Aus Protest gegen die Anweisung Barrs trat ein hochrangiger Mitarbeiter im Justizministerium zurück. Richard Pilger, der für solche Untersuchungen verantwortlich gewesen wäre, sagte in einem E-Mail an Mitarbeiter, wegen der angeordneten Vorgehensweise und ihren Folgen „muss ich leider von meiner Funktion zurücktreten“.

McConnell: Trump kann Rechtsweg ausschöpfen

„Präsident Trump hat hundertprozentig das Recht, Vorwürfe über Unregelmäßigkeiten zu untersuchen und seine rechtlichen Optionen zu prüfen“, sprang seinerseits der einflussreiche Mehrheitsführer der US-Republikaner im Senat, McConnell, Trump zur Seite. Dabei hatte es montags noch so ausgesehen, als könnten die Republikaner nun den in einer Demokratie ebenso üblichen wie wichtigen Schritt machen, den Sieg der Gegenseite anzuerkennen: Ex-Präsident George W. Bush hatte in einer Erklärung Biden zum Sieg gratuliert.

Bushs Stellungnahme wurde schon im Vorfeld vielfach als möglicher Wendepunkt, ab dem die Republikaner beginnen könnten, ihr Verhältnis zu Trump neu zu ordnen und sich von seinen bisher völlig substanzlosen Behauptungen von Wahlbetrug zu distanzieren. Umso bemerkenswerter ist es, dass McConnell diese Möglichkeit nicht ergriff.

Aufregung um Rede von Trump-Pressesprecherin

Die Pressesprecherin von Noch-US-Präsident Donald Trump sprach erneut von massivem Wahlbetrug – ohne Beweise zu liefern. Das war selbst dem Trump-freundlichen TV-Sender Fox News zu viel und er brach die Liveübertragung ab.

Dankbarkeit und Angst

Über die Motive der Republikanischen Partei kann nur gemutmaßt werden. Es mag einerseits eine Art von Dankbarkeit sein. Dankbarkeit dafür, dass der Milliardär (und frühere Demokrat, Anm.) Trump vier Jahre lang sehr erfolgreich als eine Art Trägerrakete für republikanische Vorhaben agierte: Die Nominierung konservativer Richter auf allen Ebenen, eine tendenziell isolationistische Wirtschafts- und Außenpolitik, eine Steuerreform, die die Reichen bevorzugte, die zahlreichen Versuche, Obamacare abzuschaffen oder zumindest teilweise auszuhebeln. Dazu kamen die harte Immigrationspolitik und das weitgehende Zurückdrehen von Klima- und Umweltschutzregeln.

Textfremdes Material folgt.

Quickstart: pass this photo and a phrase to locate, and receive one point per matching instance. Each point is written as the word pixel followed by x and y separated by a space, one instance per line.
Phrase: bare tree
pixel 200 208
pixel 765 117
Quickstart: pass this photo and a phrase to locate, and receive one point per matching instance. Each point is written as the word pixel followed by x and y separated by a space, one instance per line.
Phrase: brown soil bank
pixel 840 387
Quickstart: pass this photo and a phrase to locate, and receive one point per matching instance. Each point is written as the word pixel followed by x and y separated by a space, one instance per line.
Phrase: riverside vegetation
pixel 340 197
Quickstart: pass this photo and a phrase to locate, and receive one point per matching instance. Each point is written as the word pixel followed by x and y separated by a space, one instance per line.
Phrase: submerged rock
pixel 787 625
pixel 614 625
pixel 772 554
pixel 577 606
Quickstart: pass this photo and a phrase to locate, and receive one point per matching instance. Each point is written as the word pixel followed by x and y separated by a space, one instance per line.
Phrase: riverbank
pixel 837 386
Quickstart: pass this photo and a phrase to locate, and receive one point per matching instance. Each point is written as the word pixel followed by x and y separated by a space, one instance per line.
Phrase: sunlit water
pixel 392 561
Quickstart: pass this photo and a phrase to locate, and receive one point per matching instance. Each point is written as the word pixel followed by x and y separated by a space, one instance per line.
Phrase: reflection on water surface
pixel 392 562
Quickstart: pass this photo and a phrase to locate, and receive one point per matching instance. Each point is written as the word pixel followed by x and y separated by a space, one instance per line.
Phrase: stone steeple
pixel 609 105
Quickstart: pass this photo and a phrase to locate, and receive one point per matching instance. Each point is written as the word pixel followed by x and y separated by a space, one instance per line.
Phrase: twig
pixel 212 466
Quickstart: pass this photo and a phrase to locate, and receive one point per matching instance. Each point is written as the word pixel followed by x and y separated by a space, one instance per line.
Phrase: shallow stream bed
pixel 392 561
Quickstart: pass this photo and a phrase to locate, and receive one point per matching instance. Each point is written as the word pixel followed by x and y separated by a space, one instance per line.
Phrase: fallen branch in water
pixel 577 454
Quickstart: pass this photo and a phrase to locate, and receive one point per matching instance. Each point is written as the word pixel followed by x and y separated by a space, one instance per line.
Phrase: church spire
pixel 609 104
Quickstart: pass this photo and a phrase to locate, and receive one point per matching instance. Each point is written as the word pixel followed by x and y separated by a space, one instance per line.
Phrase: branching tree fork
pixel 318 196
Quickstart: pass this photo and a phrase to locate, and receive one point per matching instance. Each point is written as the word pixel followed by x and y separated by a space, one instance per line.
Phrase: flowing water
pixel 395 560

Ebenso wichtig dürfte aber die Angst republikanischer Amtsinhaber und Mandatare vor Wut und Rache Trumps sein: 2022 oder spätestens 2024 müssen sie sich der Wiederwahl stellen und wenn sie Trump nicht die Stange halten, fürchten wohl viele, dass Trump via Twitter seine Anhängerschaft gegen sie mobilisiert. Diesbezüglich gab es von Trumps Söhnen bereits am Wochenende recht eindeutige Drohungen.

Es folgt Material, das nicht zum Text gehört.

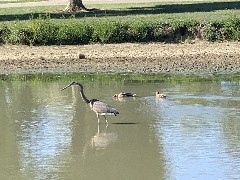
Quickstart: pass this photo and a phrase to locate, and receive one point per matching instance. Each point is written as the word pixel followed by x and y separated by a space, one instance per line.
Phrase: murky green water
pixel 51 134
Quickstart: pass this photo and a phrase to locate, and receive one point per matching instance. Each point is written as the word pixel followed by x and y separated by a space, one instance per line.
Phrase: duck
pixel 160 95
pixel 124 94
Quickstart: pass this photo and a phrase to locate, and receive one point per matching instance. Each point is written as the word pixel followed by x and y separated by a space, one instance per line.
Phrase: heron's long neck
pixel 83 96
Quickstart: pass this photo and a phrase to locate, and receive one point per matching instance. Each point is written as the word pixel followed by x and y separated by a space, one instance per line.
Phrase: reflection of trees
pixel 36 127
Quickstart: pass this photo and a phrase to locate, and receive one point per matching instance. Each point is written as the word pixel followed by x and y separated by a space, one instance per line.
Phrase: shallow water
pixel 51 134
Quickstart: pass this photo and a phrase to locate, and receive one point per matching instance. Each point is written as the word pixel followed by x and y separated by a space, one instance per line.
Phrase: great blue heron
pixel 160 95
pixel 124 94
pixel 100 108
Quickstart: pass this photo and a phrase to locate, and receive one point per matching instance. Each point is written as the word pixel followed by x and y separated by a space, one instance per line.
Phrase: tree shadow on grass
pixel 151 10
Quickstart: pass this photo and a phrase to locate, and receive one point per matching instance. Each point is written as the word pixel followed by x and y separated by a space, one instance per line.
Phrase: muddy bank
pixel 200 57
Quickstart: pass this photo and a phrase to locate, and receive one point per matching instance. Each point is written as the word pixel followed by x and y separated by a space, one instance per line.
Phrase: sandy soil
pixel 200 57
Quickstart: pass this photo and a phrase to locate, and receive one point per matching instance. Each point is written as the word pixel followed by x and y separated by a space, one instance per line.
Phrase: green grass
pixel 17 1
pixel 201 11
pixel 117 23
pixel 125 78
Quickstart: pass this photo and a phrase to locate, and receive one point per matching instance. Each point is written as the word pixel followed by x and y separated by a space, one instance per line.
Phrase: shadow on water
pixel 126 123
pixel 156 9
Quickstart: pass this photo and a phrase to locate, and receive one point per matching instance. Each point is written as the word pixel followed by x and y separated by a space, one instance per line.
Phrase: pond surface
pixel 47 133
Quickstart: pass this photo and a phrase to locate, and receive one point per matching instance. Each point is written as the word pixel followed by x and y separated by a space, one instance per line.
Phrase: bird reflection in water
pixel 101 140
pixel 121 96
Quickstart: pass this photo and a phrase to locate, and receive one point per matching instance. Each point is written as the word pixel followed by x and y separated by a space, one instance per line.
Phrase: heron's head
pixel 72 84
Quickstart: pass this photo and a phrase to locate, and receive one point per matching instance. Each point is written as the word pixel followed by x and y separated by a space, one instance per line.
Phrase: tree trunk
pixel 75 5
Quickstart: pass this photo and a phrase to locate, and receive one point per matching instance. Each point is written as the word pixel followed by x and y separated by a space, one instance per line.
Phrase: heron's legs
pixel 98 118
pixel 105 119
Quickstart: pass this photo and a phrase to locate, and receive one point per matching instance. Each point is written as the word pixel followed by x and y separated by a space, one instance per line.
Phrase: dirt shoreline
pixel 197 58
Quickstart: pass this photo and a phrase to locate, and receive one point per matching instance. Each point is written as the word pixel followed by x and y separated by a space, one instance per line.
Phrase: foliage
pixel 46 31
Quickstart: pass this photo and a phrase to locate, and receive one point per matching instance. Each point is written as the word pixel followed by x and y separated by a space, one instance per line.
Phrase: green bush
pixel 46 31
pixel 232 29
pixel 110 32
pixel 4 33
pixel 141 31
pixel 76 33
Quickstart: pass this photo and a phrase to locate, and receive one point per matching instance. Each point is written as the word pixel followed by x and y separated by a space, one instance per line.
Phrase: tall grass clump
pixel 47 31
pixel 232 29
pixel 110 32
pixel 74 33
pixel 141 31
pixel 4 33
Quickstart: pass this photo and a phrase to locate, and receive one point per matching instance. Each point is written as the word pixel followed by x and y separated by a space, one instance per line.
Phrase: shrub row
pixel 46 31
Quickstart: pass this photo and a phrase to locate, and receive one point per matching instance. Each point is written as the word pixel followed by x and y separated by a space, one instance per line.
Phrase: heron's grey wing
pixel 103 108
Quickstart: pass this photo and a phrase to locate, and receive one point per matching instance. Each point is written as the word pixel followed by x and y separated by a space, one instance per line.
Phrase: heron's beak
pixel 67 86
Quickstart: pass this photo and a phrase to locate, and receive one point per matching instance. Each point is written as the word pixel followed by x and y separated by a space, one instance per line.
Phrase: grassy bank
pixel 143 22
pixel 125 78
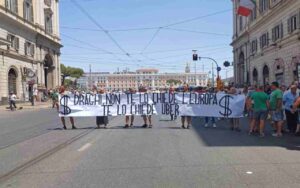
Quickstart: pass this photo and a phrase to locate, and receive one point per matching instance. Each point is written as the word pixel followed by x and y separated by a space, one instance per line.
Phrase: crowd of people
pixel 278 104
pixel 273 103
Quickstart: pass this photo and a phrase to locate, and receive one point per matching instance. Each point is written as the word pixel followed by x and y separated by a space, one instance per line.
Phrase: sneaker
pixel 276 135
pixel 145 126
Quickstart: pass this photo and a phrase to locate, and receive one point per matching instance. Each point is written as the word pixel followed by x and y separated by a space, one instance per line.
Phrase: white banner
pixel 179 104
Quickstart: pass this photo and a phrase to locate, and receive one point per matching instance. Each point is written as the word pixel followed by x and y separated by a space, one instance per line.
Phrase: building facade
pixel 266 45
pixel 29 47
pixel 150 78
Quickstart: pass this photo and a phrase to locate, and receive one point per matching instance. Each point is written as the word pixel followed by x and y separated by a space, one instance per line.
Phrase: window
pixel 254 46
pixel 28 10
pixel 253 14
pixel 264 40
pixel 12 81
pixel 263 5
pixel 29 49
pixel 241 23
pixel 277 32
pixel 14 42
pixel 47 2
pixel 48 21
pixel 292 23
pixel 12 5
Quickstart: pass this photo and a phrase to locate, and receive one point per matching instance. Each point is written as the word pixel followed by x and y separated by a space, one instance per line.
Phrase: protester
pixel 173 117
pixel 295 110
pixel 212 119
pixel 62 91
pixel 187 119
pixel 101 120
pixel 146 118
pixel 249 108
pixel 129 117
pixel 12 101
pixel 289 99
pixel 235 123
pixel 276 108
pixel 54 97
pixel 260 109
pixel 34 95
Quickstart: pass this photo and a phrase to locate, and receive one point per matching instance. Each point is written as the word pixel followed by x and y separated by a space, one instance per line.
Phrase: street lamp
pixel 196 58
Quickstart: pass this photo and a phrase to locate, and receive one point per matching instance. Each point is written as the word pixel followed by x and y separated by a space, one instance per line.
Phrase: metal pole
pixel 213 75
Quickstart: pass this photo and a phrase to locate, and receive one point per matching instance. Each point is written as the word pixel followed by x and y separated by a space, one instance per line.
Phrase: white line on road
pixel 84 147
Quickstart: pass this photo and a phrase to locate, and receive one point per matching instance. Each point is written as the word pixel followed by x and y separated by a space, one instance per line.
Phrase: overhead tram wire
pixel 93 46
pixel 200 32
pixel 151 40
pixel 100 27
pixel 181 22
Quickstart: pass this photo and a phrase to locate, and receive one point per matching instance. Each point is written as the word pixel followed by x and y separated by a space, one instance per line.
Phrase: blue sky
pixel 169 50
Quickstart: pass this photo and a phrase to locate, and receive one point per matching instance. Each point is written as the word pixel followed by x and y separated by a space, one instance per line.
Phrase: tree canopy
pixel 68 71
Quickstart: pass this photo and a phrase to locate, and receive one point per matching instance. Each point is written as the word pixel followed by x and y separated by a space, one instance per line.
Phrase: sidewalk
pixel 28 106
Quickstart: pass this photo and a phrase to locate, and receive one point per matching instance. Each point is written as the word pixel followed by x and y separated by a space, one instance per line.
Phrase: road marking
pixel 84 147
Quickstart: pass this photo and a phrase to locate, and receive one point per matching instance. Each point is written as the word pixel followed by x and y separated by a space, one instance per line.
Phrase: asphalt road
pixel 165 156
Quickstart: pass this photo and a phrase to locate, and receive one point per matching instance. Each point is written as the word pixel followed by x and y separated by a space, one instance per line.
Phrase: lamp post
pixel 196 58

Und Trumps Sprecherin Kayleigh McEnany legte am Montag nach und unterstellte den Demokraten in einer Pressekonferenz, dass diese Betrug gutheißen würden. Der TV-Sender Fox News, der in den vergangenen Jahren auf der Seite des Präsidenten stand, beendete daraufhin seine Liveübertragung mit der Begründung, die Vorwürfe seien nicht belegt.

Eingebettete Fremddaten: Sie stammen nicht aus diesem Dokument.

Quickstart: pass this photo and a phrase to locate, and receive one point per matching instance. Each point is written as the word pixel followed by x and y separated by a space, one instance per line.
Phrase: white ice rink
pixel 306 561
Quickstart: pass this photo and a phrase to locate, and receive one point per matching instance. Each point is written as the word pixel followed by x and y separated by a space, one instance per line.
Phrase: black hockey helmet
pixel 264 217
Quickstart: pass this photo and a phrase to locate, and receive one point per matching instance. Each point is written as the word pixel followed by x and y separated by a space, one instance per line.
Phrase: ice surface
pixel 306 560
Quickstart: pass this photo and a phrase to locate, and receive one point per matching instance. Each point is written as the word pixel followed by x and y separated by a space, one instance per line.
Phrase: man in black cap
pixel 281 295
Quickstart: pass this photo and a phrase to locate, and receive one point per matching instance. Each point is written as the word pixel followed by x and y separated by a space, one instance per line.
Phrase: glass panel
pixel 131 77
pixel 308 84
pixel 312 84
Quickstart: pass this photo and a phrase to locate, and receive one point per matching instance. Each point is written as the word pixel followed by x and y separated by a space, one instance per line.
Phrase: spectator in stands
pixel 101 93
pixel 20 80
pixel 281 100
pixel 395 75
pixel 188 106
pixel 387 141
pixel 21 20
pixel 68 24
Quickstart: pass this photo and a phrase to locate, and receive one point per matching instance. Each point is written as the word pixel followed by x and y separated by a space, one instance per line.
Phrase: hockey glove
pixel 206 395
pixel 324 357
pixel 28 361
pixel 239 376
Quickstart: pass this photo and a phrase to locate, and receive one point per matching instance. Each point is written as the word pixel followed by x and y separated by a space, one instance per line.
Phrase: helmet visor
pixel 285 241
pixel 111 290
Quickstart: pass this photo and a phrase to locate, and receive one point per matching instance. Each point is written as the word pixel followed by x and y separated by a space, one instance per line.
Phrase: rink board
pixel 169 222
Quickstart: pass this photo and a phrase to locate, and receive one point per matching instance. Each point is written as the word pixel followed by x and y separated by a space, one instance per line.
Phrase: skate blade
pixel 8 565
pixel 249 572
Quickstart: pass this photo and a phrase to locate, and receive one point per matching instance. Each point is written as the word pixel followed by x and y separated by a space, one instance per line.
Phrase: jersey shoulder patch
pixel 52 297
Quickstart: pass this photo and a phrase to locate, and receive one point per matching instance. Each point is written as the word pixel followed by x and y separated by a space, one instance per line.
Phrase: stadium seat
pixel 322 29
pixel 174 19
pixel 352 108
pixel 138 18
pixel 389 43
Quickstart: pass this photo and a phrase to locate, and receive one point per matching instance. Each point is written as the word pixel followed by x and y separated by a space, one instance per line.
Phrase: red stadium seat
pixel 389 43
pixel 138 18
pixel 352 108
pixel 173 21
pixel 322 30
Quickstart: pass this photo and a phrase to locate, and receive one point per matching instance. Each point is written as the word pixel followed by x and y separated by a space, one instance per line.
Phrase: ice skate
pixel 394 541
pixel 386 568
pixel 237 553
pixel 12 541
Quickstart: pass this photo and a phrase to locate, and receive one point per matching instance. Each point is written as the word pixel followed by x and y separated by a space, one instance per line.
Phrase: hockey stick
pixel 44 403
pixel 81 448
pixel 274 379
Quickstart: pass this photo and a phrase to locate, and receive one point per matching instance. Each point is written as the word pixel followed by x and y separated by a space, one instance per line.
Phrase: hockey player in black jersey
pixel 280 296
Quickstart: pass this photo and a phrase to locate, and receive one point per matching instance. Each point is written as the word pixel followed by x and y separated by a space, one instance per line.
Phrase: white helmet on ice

Joe Biden in der Videokonferenz mit seinem „Transition“-Team
Reuters/Jonathan Ernst
Biden inszeniert sich seinerseits bereits wie der nächste Präsident

Abkühlende Kompromisse

Ob die Republikaner sich mit ihrer Haltung selbst einen Dienst erweisen, zeigt sich spätestens bei den Midterm-Wahlen 2022. Das Land ist tief gespalten, bei Trumps Anhängerschaft können sie damit sicher punkten. Das politische Klima würde es allerdings weiter aufheizen. Dabei wäre eine gewisse Abkühlung nach vier Jahren Trump eher angesagt. Beide Seiten, Demokraten wie Republikaner, müssen zum Wohl des Landes wieder mehr kooperieren und Kompromisse finden. Das legt schließlich auch das – in einzelnen Bundesstaaten knappe – Wahlergebnis nahe.